## 21 May, 2015

### Beta-Binomial Empirical Bayes

When you have a set of random variables - say, batting averages of a group of players - building a model that allows for "borrowing" of information from can greatly improve estimation. In the case of batting averages, say a player has a batting average of 0.400 over 45 at-bats. Any baseball fan knows that's unsustainably high - but the raw prediction doesn't "know." All the raw prediction knows is that a player went to bat 45 times and got 18 hits - so the best prediction of that player's future is 0.400. But if it also can somehow know that 0.400 is the highest batting average in a group of players, then that information can be used - possibly, to predict that some amount of regression towards the mean is due.

A basic statistical model that involves a group of similar probability distributions can often be improved by adding something that allows the model from one player to access the information from another player. One technique common in statistical modeling is to add a distribution "underneath" (or on top of, depending on how you visualize it) the individual probability distributions for each player. This is known as a "mixing" distribution, and it represents the probability distribution of the "true" parameters for each player.

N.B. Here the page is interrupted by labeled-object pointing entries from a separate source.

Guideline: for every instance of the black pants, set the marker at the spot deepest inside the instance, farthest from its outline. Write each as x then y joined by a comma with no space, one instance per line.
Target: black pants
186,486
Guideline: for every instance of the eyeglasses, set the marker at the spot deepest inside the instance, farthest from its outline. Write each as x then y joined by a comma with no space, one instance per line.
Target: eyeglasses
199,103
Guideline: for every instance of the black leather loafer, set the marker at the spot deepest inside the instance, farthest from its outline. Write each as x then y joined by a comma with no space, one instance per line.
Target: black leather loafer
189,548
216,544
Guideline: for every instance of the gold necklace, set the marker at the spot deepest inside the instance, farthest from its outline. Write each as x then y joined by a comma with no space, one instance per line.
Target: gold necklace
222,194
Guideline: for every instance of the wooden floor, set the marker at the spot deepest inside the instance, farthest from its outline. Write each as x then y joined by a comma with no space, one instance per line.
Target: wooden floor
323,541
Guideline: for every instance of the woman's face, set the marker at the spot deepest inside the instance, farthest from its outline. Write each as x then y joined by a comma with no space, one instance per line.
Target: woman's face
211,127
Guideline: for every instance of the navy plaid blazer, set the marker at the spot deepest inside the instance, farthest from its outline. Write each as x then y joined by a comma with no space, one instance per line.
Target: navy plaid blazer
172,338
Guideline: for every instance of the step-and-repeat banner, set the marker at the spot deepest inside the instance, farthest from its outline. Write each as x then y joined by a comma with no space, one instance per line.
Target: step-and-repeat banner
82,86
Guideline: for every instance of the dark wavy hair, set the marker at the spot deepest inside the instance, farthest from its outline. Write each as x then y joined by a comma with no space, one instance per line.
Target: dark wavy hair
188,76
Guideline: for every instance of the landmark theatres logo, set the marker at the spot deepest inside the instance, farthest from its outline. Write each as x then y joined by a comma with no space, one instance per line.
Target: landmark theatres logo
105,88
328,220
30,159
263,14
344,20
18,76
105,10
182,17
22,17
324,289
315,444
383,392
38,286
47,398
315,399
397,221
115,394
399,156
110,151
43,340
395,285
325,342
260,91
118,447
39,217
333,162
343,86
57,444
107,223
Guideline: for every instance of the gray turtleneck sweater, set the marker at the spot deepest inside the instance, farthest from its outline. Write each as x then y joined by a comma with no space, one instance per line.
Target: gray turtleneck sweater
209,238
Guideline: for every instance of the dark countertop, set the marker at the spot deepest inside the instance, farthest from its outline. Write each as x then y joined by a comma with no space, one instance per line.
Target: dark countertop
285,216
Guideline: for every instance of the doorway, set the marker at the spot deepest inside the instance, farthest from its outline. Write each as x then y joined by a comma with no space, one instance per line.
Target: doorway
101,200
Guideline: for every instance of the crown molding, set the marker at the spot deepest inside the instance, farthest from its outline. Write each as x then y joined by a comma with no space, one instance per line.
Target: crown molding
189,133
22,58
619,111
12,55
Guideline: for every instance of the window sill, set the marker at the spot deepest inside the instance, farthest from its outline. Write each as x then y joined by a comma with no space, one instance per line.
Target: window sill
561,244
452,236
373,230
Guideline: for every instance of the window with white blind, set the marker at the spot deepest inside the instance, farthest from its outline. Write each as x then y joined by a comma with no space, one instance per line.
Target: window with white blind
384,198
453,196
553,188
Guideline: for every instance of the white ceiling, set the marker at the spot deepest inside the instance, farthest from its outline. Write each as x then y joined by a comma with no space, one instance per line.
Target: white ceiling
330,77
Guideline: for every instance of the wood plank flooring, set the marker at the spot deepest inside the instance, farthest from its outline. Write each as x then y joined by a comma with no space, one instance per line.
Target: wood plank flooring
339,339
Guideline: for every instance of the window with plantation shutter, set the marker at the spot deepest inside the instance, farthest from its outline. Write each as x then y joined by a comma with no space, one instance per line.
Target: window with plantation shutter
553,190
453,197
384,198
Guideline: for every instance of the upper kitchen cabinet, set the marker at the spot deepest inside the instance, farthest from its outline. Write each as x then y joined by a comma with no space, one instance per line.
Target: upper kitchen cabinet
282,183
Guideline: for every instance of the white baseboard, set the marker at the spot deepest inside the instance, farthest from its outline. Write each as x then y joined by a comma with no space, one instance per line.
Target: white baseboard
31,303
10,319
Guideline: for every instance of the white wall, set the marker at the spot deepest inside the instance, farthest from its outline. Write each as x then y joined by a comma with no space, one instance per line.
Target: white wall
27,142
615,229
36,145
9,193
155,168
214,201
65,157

In the batting averages example, it represents the distribution of batting averages. For example, you could use the mixing distribution to answer to questions such as "If I randomly select a batter, what is the probability that he has a true batting average greater than 0.250?" or "If I randomly select a batter, what is the probability that I see 5 hits in 30 at bats?" - essentially, sampling from the pool of all batters rather than looking at an individual one.

## The Beta-Binomial Model

A very common statistical model of this form is called the beta-binomial model (I'm going to assume you're familiar with both the beta and binomial distributions individually). The basic formulation is

$y_i \sim Bin(\theta_i, n_i)$
$\theta_i \sim Beta(\alpha, \beta)$

This model assumes player $i$ has a "true" batting average represented by constant proportion $\theta_i$, where $0 \le \theta_i \le 1$. Of course, we don't actually know that each $\theta_i$ exists, any more than we know that it follows a binomial distribution or know that there's a beta distribution underneath it. But what this model does allow is the sharing of information - in this case, the beta distribution is the mixing distribution - which is very, very useful to us.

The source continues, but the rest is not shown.